Allure’s latest spread is causing a lot of concern around the Internet, with many people thinking it promotes cultural appropriation.
In a spread, the magazine purports to show women with straight hair how to get an afro. Instead of doing a story on how the afro, which comes natural to many Black women, is becoming more accepted in popular culture, thanks to the natural hair movement, Allure used a White model with a styled ‘fro.
People are not happy about it at all.
Allure magazine and their "YOU CAN HAVE AN AFRO TOO" article is a pure example of culture appropriation.
— Muriel Wandey (@SayWhat_Wandey) August 4, 2015
— Angela (@angieadoptee) August 3, 2015
— C Slattery (@Legs_for_days) August 2, 2015
I’ve seen a lot of people who just don’t understand what the backlash is about. As we saw with Rachel Dolezal, hair is not just hair to Black women. It means so much more to us because we often struggle with our mane identity.
So, as a Black woman, I’m going to try to explain why hair is so important to us.
Most Black women go through a hair journey at some point in their life. Until recently, there were never even any options in magazines (other than ones that solely covered Black hair) for tutorials geared at women who have natural hair. It’s still not even common to see that as an option, along with any tips for styling relaxed hair. When you grow up without that representation, you start to think something is wrong with your natural hair and equate the straight, shiny hair that many of the hair models have as the ideal.
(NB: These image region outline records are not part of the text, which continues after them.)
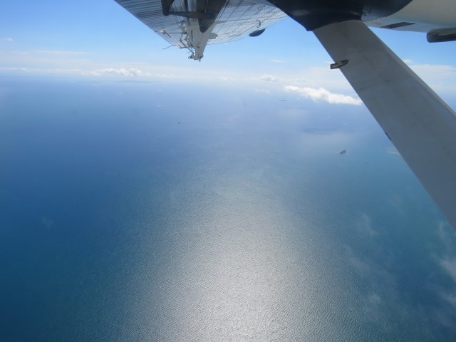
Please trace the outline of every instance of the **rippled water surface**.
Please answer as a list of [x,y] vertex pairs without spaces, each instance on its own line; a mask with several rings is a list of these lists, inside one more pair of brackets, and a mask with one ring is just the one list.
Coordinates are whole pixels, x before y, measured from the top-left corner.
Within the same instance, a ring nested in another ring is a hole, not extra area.
[[1,83],[4,341],[454,341],[455,233],[390,141],[280,100]]

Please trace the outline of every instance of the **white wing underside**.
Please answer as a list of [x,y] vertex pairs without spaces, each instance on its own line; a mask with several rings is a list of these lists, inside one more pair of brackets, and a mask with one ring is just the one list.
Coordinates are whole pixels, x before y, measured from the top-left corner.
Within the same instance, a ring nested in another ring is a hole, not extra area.
[[[190,58],[200,60],[207,44],[227,43],[262,30],[286,17],[271,6],[246,0],[227,0],[212,26],[201,33],[198,19],[170,14],[165,16],[161,0],[115,0],[171,45],[187,48]],[[174,13],[192,10],[192,0],[175,0]]]

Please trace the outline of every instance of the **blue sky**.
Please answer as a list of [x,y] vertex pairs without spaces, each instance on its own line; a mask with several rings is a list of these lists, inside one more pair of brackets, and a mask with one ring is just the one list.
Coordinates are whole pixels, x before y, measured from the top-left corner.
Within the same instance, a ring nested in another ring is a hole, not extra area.
[[[444,99],[454,97],[456,43],[375,32]],[[314,34],[291,19],[256,38],[209,46],[201,63],[168,46],[113,0],[7,1],[0,14],[0,75],[217,82],[360,104]]]

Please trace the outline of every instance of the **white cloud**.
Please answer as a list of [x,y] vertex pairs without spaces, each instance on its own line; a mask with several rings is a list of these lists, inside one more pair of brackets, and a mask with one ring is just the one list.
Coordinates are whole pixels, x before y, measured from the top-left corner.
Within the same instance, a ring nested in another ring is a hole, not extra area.
[[92,75],[94,76],[100,76],[102,74],[110,73],[111,75],[115,75],[116,76],[122,76],[122,77],[138,77],[138,76],[152,76],[149,72],[143,72],[140,69],[136,68],[130,68],[125,69],[123,68],[120,68],[118,69],[115,69],[113,68],[106,68],[104,69],[98,69],[95,71],[93,71]]
[[328,103],[341,105],[360,105],[363,102],[359,98],[355,98],[348,95],[331,93],[324,88],[296,87],[295,86],[286,86],[285,90],[297,93],[301,96],[309,98],[314,101],[325,101]]
[[272,75],[263,75],[260,78],[266,82],[279,82],[279,78]]

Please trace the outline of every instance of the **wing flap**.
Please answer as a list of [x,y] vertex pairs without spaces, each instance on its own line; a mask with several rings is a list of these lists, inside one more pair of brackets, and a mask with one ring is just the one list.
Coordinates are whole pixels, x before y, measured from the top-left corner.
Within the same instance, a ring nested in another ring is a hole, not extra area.
[[[181,48],[193,49],[197,46],[205,47],[206,44],[240,39],[286,17],[272,5],[252,1],[227,0],[219,11],[217,6],[216,19],[211,19],[210,23],[204,21],[204,29],[197,31],[196,28],[201,26],[198,21],[203,19],[202,12],[198,14],[197,0],[115,1],[171,45]],[[164,13],[168,15],[165,16]],[[200,54],[202,57],[202,51]]]

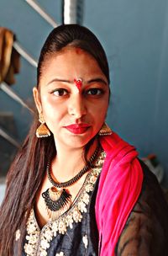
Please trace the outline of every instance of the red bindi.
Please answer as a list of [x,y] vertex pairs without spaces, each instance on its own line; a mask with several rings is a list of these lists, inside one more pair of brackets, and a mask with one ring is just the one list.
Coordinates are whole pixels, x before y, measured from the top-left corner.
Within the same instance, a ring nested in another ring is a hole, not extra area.
[[78,90],[80,90],[81,88],[81,86],[82,86],[82,80],[81,78],[74,78],[74,83],[76,86],[76,88],[78,88]]

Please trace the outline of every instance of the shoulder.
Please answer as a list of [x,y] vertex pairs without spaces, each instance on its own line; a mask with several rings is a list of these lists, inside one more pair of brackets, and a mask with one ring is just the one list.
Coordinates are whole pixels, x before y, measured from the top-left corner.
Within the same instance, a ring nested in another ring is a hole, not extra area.
[[121,233],[116,254],[167,255],[168,205],[155,176],[139,162],[144,173],[141,193]]

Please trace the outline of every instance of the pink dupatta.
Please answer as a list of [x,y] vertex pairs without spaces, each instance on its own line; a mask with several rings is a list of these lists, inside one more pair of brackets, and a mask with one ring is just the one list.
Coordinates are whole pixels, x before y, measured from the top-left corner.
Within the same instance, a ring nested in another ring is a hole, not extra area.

The problem is that those models are White, so our hair will never look like theirs, even if we do get it chemically relaxed. That adds to an ingrained self-hatred we develop because race is a social construct create with being White as the pinnacle. Especially back when I was growing up, being a Black woman with natural hair was looked down upon (by people of all races) and magazines preached that you wouldn’t get a job if you had an afro.
When I was very young, I started to get my hair relaxed because my doctor said the heaviness was giving me migraines. But when my head grew into my hair, I was still relaxing it and straightening it because I thought I had to hate my natural hair. Society seemed to hate it, so why should I love it?
Then, I went to college and was introduced to the natural hair movement. It made me consider why I’d been straightening my hair for so many years and figure out if I was doing it for the right reasons. The best way for me to go through my hair journey was to try going natural, which I did, although I never completed the transition. I was a little nervous about starting to bring back my bushy curls, but I wanted to build my confidence in who I was naturally first.
In the end, I decided to go back to straightening my hair because I’m awful with hair, as well as constantly busy with my two jobs, and my hair is a lot to manage when it’s thick, but now I love it any way it’s done. I no longer have that self-hatred poured into my soul by the media’s reluctance to really show diversity in hair. But that was a lesson it took two decades for me to learn.
That’s why it’s so insulting for a hairstyle Allure has basically ignored in the past when it grows naturally on the heads of many Black women to suddenly be legitimized when a White woman rocks it. I can’t blame those women born with the privilege to have hair seen in magazines because it’s not their fault that’s the desired look, but that doesn’t mean we should accept things for the way they are. We can’t move toward equality without having these candid discussions and empathy for those of us who feel offended by this behavior.
Hair is only just hair when you’re born with hair like the women we’re inundated with on television and in magazines. Otherwise, it’s a symbol of turning self-hatred to self-love and we shouldn’t exploit that just because we’re in the mood to wear an afro.